Profile-Guided Optimization (PGO) Quick Reference

Profile-Guided Optimization consists of three phases (or steps):


  1. Generating instrumented code by compiling with the -prof-gen (Linux* OS and Mac OS* X) or /Qprof-gen (Windows* OS) option when creating the instrumented executable.

  2. Running the instrumented executable, which produces dynamic-information (.dyn) files.

  3. Compiling the application using the profile information using the -prof-use (Linux and Mac OS X) or /Qprof-use (Windows) option.

The figure illustrates the phases and the results of each phase.



See Profile an Application for details about using each phase.

The following table lists the compiler options used in PGO:

Linux* and Mac OS* X

Windows*

Effect

-prof-gen

/Qprof-gen

Instruments a program for profiling to get the execution counts of each basic block.
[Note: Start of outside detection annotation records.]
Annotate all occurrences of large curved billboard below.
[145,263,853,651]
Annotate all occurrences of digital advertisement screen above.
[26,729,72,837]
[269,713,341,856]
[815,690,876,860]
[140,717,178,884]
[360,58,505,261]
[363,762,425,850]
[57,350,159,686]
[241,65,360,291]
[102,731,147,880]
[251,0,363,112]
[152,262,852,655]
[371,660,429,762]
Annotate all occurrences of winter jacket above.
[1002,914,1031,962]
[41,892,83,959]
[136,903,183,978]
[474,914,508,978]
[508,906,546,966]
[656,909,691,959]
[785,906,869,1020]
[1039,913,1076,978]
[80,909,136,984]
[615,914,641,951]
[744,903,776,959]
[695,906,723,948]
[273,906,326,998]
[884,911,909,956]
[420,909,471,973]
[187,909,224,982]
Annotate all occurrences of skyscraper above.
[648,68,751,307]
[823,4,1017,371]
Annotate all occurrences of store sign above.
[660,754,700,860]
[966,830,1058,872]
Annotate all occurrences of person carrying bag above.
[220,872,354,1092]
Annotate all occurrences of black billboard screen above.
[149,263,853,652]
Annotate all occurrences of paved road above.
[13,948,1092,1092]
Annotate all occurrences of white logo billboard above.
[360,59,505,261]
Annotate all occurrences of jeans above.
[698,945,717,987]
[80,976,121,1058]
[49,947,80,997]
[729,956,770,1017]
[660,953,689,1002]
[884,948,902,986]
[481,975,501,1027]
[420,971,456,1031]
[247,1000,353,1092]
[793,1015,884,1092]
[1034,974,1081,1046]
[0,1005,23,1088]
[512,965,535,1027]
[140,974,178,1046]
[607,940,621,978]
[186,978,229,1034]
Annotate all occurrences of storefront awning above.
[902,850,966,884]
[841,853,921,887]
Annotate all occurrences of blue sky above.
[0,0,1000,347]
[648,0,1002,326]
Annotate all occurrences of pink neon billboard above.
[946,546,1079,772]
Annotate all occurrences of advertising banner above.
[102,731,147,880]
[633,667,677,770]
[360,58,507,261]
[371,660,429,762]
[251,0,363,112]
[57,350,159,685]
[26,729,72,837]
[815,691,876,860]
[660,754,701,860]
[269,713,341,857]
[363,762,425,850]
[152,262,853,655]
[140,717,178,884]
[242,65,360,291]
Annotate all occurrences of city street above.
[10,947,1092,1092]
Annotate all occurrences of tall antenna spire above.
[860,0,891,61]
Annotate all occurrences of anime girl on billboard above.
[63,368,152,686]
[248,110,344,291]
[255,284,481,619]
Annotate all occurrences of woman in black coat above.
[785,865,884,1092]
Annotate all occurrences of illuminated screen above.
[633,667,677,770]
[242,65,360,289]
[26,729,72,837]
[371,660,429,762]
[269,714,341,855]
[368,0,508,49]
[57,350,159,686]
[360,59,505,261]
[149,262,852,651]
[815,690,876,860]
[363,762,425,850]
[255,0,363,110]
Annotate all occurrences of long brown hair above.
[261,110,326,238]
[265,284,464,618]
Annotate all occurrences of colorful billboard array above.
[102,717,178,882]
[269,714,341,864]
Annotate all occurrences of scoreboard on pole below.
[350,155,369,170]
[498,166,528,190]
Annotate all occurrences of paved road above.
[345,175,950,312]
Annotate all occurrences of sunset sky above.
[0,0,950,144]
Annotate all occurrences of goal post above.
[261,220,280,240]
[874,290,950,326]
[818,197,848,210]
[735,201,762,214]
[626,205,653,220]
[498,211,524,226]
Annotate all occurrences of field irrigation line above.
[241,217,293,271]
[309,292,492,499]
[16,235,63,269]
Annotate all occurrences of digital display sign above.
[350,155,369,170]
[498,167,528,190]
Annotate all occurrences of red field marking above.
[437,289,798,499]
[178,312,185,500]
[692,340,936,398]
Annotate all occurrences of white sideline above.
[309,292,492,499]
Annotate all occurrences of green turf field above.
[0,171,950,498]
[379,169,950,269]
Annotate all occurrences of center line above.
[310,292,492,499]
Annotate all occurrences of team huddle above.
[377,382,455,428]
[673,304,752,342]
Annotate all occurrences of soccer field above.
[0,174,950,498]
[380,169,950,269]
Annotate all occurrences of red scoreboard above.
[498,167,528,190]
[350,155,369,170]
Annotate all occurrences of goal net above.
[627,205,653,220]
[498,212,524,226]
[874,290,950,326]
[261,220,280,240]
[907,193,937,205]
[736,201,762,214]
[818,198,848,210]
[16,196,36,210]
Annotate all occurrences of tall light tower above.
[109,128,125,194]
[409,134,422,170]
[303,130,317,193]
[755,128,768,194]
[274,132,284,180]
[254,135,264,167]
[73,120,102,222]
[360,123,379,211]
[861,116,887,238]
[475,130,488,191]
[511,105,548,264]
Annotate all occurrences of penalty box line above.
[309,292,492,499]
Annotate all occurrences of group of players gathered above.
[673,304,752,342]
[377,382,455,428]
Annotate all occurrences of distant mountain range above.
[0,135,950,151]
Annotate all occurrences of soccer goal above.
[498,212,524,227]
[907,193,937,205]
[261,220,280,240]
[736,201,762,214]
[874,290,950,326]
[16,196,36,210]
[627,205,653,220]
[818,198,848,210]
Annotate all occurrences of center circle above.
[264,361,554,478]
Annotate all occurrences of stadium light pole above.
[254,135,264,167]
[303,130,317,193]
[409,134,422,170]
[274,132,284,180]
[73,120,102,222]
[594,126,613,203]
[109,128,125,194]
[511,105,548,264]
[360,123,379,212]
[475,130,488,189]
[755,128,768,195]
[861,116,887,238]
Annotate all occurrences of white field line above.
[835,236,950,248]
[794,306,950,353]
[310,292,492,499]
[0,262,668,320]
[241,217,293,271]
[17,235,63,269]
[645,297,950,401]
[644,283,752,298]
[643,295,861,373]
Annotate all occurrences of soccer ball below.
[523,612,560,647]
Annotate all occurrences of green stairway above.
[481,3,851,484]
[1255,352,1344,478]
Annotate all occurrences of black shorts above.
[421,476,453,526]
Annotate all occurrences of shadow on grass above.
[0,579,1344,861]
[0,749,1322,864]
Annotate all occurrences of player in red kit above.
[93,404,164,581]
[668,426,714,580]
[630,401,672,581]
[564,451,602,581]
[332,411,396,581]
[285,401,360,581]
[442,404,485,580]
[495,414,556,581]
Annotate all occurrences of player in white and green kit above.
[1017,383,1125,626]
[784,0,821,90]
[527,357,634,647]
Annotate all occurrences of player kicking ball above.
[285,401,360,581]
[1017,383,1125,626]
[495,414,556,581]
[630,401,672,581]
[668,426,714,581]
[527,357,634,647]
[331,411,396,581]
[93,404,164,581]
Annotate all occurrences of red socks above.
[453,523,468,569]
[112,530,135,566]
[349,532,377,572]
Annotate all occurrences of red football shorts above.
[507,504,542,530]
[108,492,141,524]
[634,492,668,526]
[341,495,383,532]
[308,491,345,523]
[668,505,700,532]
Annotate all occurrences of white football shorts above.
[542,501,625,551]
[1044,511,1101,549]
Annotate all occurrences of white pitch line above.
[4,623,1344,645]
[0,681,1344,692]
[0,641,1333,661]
The option is used in phase 1 (instrumenting the code) to instruct the compiler to produce instrumented code for your object files in preparation for instrumented execution. By default, each instrumented execution creates one dynamic-information (dyn) file for each executable and (on Windows OS) one for each DLL invoked by the application. You can specify keywords, such as -prof-gen=default (Linux and Mac OS X) or /Qprof-gen:default (Windows).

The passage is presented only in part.